Single Shaming by Gabrielle Kassel

 In Education, Gabrielle Kassell, Relationships, Self love, Self-Empowerment, Young Adults

The Warming Tree Wellness Centre

It begins your Junior Year of college: Single Shaming. It’s that time when your relationship status is no longer a silly Facebook indicator or a reason bragging rights or a show of ‘how much ass’ you’ve been getting, instead, being single becomes part of your identity.

Relatives and strangers make assumptions about you, some painfully true and others relievingly false. They decide that you’re too ‘goal oriented’ (i.e: you’re power/success hungry) or that your crazy (i.e: you’re undiagnosed and probably have a lot of cats), or that your stubborn (i.e. can’t compromise, self-absorbed). Whatever the assumption is based in, your single status is always the fault of your own (read here: it is not a choice. You did not choose to be single. This singledom was thrust upon you).

At a certain point, your single status becomes the highlight of every conversation. The dinner table conversations are expected to be filled with embarrassing antidotes about one-night stands, hook-ups in public bathrooms, failed attempts at relationships, and hilarious holiday stories about your ex-partners father. You’re the brunt of the joke, the receiver of pity, and made to feel abnormal and at fault.

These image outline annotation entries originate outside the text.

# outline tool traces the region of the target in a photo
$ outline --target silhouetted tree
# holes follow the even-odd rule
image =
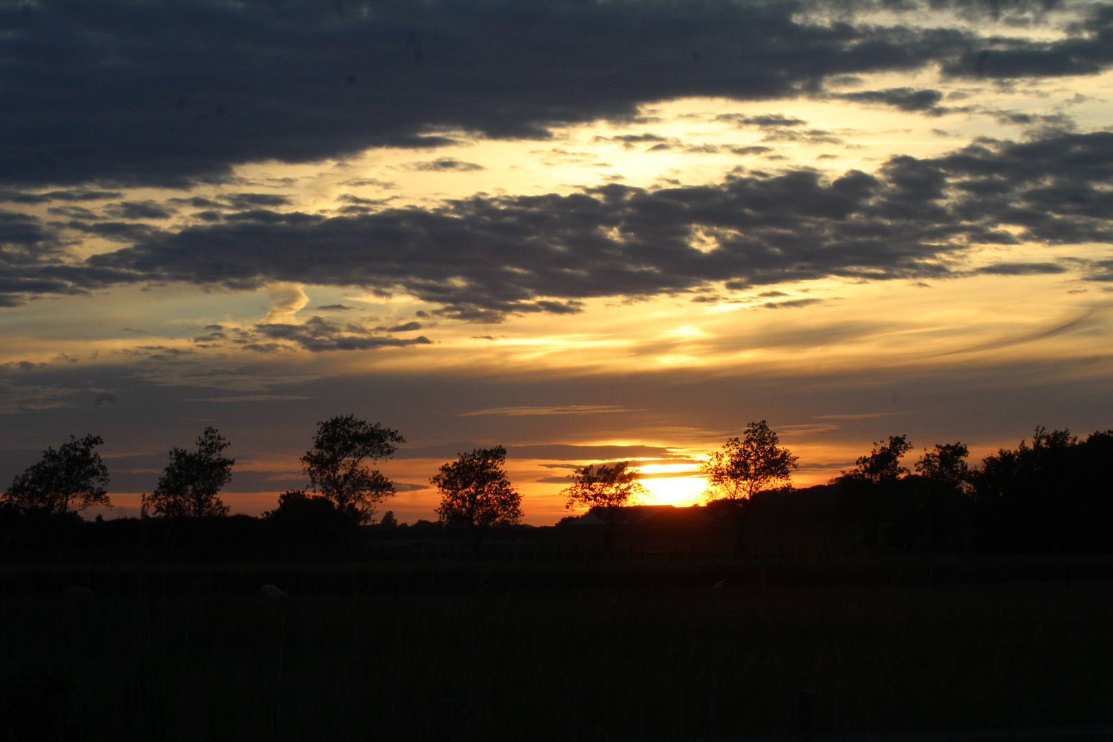
[[[638,472],[629,466],[630,462],[581,466],[568,475],[572,484],[561,492],[568,498],[565,508],[587,507],[607,525],[603,551],[608,553],[614,542],[614,527],[630,517],[626,508],[642,504],[649,496],[638,481]]]
[[[799,457],[782,446],[765,421],[746,426],[742,437],[727,438],[722,451],[708,454],[700,464],[707,477],[703,498],[715,507],[727,507],[738,524],[735,551],[741,551],[754,495],[776,484],[789,484]]]
[[[900,457],[910,449],[907,435],[890,435],[888,442],[878,441],[867,455],[859,456],[853,469],[831,479],[844,492],[844,506],[861,518],[867,546],[878,542],[883,513],[896,495],[897,481],[908,474]]]
[[[441,505],[435,509],[441,523],[467,526],[476,552],[492,525],[515,524],[522,518],[522,496],[510,484],[505,461],[502,446],[475,448],[441,464],[440,474],[430,477],[441,493]]]
[[[356,419],[355,415],[317,423],[313,448],[302,456],[302,466],[316,492],[327,497],[346,517],[370,523],[375,505],[394,494],[394,483],[364,462],[390,458],[395,443],[405,443],[397,431]]]
[[[157,515],[170,517],[227,515],[228,506],[217,494],[232,481],[236,459],[220,455],[230,445],[215,427],[206,427],[197,438],[197,451],[175,447],[146,504]]]
[[[924,449],[916,462],[916,472],[932,482],[962,489],[969,482],[969,467],[966,466],[969,455],[969,448],[962,443],[937,443],[935,451]]]
[[[329,548],[354,543],[354,522],[324,495],[311,495],[304,489],[287,489],[278,495],[278,506],[263,514],[278,528],[287,545]]]
[[[965,546],[971,541],[969,449],[962,443],[936,444],[916,462],[916,474],[899,479],[888,537],[932,548]]]
[[[1113,431],[1078,441],[1037,427],[1032,445],[986,456],[971,479],[985,546],[1008,551],[1113,546]]]
[[[111,507],[105,485],[108,467],[93,448],[105,442],[87,435],[70,436],[57,451],[47,448],[42,458],[17,474],[3,494],[3,502],[21,513],[76,513],[87,507]]]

Then there are the friends who lamely try to comfort us for our single status. “Go crazy! I need to live vicariously through you”. Or condescendingly “how can you expect anyone to love you when you don’t love yourself”, or annoyingly “you will find love when you least expect it”. First off: Rude! I don’t want my flailing love life to be your entertainment. Second off: I love myself plenty! And third off: I don’t want love when I least expect it- I want it now! Though, I write these responses ironically and with humor, the blame and suggestive questioning of even the most caring friends often borders on insulting, depreciating, and nosey.

Being single is a series of contradictions. Some nights you expectedly channel Beyoncé in All The Single Ladies, other nights you sit alone in your big bed listening to Roy Orbison’s Only The Lonely and other nights you’ll spend constructing the most perfect Tindr, OKCupid, or match.com profiles. There is no one right way to be single, there is no wrong way to be single, and there is nothing wrong with being single.

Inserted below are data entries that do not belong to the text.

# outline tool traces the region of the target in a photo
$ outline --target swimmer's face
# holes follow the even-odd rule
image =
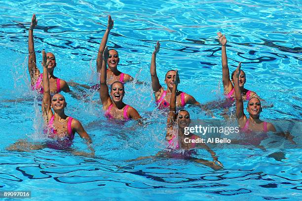
[[[170,88],[173,87],[176,72],[174,70],[170,70],[167,72],[166,78],[165,78],[165,83],[167,84],[167,86]]]
[[[110,93],[112,100],[114,102],[123,100],[125,95],[125,91],[123,85],[119,82],[115,82],[112,85]]]
[[[232,81],[233,82],[234,82],[233,78],[232,78]],[[245,73],[243,71],[243,70],[240,70],[240,74],[239,75],[239,87],[243,87],[246,81],[246,79],[245,77]]]
[[[262,111],[260,100],[256,98],[251,99],[248,102],[246,110],[250,115],[259,115]]]
[[[181,111],[177,115],[177,125],[179,128],[188,127],[191,123],[190,114],[187,111]]]
[[[63,109],[66,106],[67,103],[65,101],[65,98],[60,94],[55,94],[51,99],[51,107],[54,110]]]
[[[56,63],[56,58],[54,54],[51,52],[48,52],[46,54],[46,57],[47,58],[47,61],[49,61],[49,64],[48,64],[47,68],[54,68],[56,66],[57,66],[57,63]]]
[[[118,58],[117,52],[115,50],[109,50],[109,58],[107,60],[108,67],[111,68],[117,67],[118,62],[119,62],[119,58]]]

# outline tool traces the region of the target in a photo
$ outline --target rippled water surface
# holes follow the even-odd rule
[[[161,84],[164,85],[168,69],[179,69],[180,89],[204,103],[223,97],[219,31],[228,40],[230,70],[242,62],[245,86],[273,104],[264,109],[262,118],[283,120],[279,126],[291,129],[300,142],[301,1],[71,1],[5,0],[0,4],[0,191],[31,190],[33,200],[49,201],[301,199],[301,146],[278,136],[272,136],[272,141],[282,146],[266,151],[214,148],[225,167],[219,171],[183,160],[126,161],[154,155],[166,146],[166,117],[155,109],[150,86],[156,41],[161,43],[157,57]],[[34,13],[38,20],[37,62],[42,49],[52,52],[55,75],[88,85],[98,82],[95,59],[111,14],[114,26],[107,44],[118,51],[119,69],[147,83],[127,84],[124,100],[147,119],[147,126],[128,122],[110,127],[97,102],[98,93],[72,88],[88,98],[78,100],[64,94],[66,113],[80,120],[92,136],[96,158],[47,148],[6,151],[19,139],[41,138],[40,106],[30,90],[27,69],[27,29]],[[207,118],[198,110],[188,109],[193,118]],[[217,119],[222,112],[214,111]],[[78,136],[74,146],[85,148]],[[268,157],[275,152],[283,153],[280,160]],[[211,159],[205,151],[198,150],[198,155]]]

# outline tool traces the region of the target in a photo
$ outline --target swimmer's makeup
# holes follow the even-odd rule
[[[180,119],[183,119],[183,117],[182,115],[180,115],[178,116],[178,118]],[[189,119],[190,118],[190,116],[189,115],[185,115],[185,119]]]
[[[117,89],[117,88],[116,87],[113,87],[113,88],[112,88],[112,90],[113,91],[116,91]],[[118,88],[118,91],[123,91],[123,88],[122,87],[119,88]]]
[[[47,57],[47,59],[49,59],[49,60],[55,60],[56,58],[54,57]]]
[[[114,55],[113,56],[113,57],[114,58],[118,58],[118,55],[117,55],[117,54],[115,54],[115,55]],[[112,55],[109,55],[109,57],[108,58],[112,58]]]

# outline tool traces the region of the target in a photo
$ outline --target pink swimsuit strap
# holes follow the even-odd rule
[[[57,78],[56,80],[57,83],[57,93],[60,93],[61,92],[61,84],[60,84],[60,78]]]
[[[195,139],[195,135],[193,135],[192,136],[192,139]],[[175,142],[175,141],[176,140],[177,141]],[[179,144],[178,144],[178,137],[177,137],[175,134],[173,134],[172,139],[171,139],[168,142],[169,142],[169,145],[170,145],[171,148],[173,148],[173,149],[179,149]],[[175,145],[174,145],[174,142],[175,142]],[[196,146],[195,142],[191,142],[191,148],[195,148],[195,147]]]
[[[111,114],[110,113],[110,111],[111,110],[111,109],[112,108],[113,106],[113,103],[112,103],[109,106],[109,107],[108,107],[108,109],[107,109],[105,114],[105,116],[106,116],[109,119],[114,119],[113,116],[112,116],[112,115],[111,115]],[[124,107],[124,111],[123,111],[123,117],[124,118],[124,120],[127,121],[127,120],[129,120],[130,119],[130,118],[129,118],[129,117],[127,115],[127,111],[128,110],[128,107],[129,107],[129,105],[126,105],[126,106]]]
[[[67,122],[67,131],[68,132],[68,134],[69,135],[69,138],[71,140],[73,140],[74,138],[75,138],[75,134],[73,132],[73,130],[71,127],[71,124],[73,121],[73,119],[74,118],[72,117],[68,117],[68,121]],[[51,118],[50,118],[50,120],[49,122],[48,122],[48,126],[50,128],[53,128],[52,124],[53,124],[53,122],[54,121],[54,115],[52,115]],[[53,132],[55,132],[55,131],[52,131]],[[56,131],[55,131],[56,133]],[[55,133],[55,134],[56,134]]]
[[[111,108],[112,108],[112,106],[113,106],[113,103],[111,103],[109,107],[108,107],[108,109],[105,112],[105,115],[106,117],[109,118],[109,119],[112,119],[113,118],[113,116],[110,114],[110,110],[111,110]]]
[[[252,92],[252,91],[248,90],[247,92],[246,93],[246,97],[247,100],[249,100],[251,99],[251,92]]]
[[[166,102],[164,100],[165,97],[166,97],[166,95],[167,95],[167,91],[164,91],[162,93],[162,94],[161,95],[161,96],[159,98],[159,99],[158,99],[157,100],[156,100],[155,102],[156,103],[160,104],[161,101],[163,100],[164,100],[163,102],[166,102],[166,104],[165,104],[164,102],[163,103],[164,106],[166,106],[166,107],[169,106],[170,105],[170,104],[169,104],[168,102]]]
[[[161,95],[161,96],[158,99],[158,100],[156,100],[155,102],[157,104],[162,103],[162,105],[165,107],[168,107],[170,106],[170,104],[169,102],[167,102],[166,100],[164,100],[165,97],[167,95],[167,91],[164,91]],[[185,92],[182,92],[181,94],[181,100],[182,101],[182,107],[184,107],[186,105],[186,100],[185,100],[185,96],[186,95],[186,93]]]
[[[241,131],[243,132],[246,132],[249,130],[249,126],[250,125],[250,119],[248,119],[248,120],[245,122],[245,124],[244,124],[244,126],[243,128],[241,129]],[[263,122],[263,132],[264,133],[267,132],[267,122]]]
[[[119,80],[118,80],[123,84],[125,84],[125,81],[124,81],[124,76],[125,76],[125,73],[122,72],[120,73],[119,75]]]
[[[233,87],[232,90],[230,90],[230,91],[228,92],[227,94],[225,94],[225,96],[226,96],[226,98],[227,99],[233,99],[234,98],[232,97],[232,95],[233,95],[233,94],[234,94],[234,92],[235,92],[235,88]]]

It is painfully easy to get wrapped up in the societal expectation that you leave high school, attend a college, meet the partner of your dreams by your junior year, and the two of you get married three years after you graduation. Some of our friends are following this neat path (couple scrapbooks, his & her towels, Golden Retriever puppy, etc.), while others take a risk at independence and are forced to embrace the life of ‘not yet married’.

For those of us trying to figure out how to lead a happy, single life, I offer a series of pieces of advice I have gathered from both those who are single, and those who are no longer single:

1. Be spontaneous, this may be one of the few times in your life when your desires won’t be restricted by another’s desires. So spend that time with ferocity and passion:
2. Travel. Work hard, play hard, and take enough time to reflect. Learn it is okay to be alone.
3. Always love yourself first, know that you’re company. Take yourself on dates if you’re feeling romantic.
4. Never forget that finding a partner is only one of the goals that you can have at once. You are more than your relationship status, the brunt of a joke, the receiver or bad advice. You are a go-getter, an achiever, a person on their journey.

There is no shame in being single. Don’t forget this when you are single. Don’t forget this when you’re not single. Being single is not the overarching theme of your identity; your relationship does not summarize what you are like as a person. You are large, you contain multitudes, and you are wonderful as long as you continue striving to become the best version of yourself.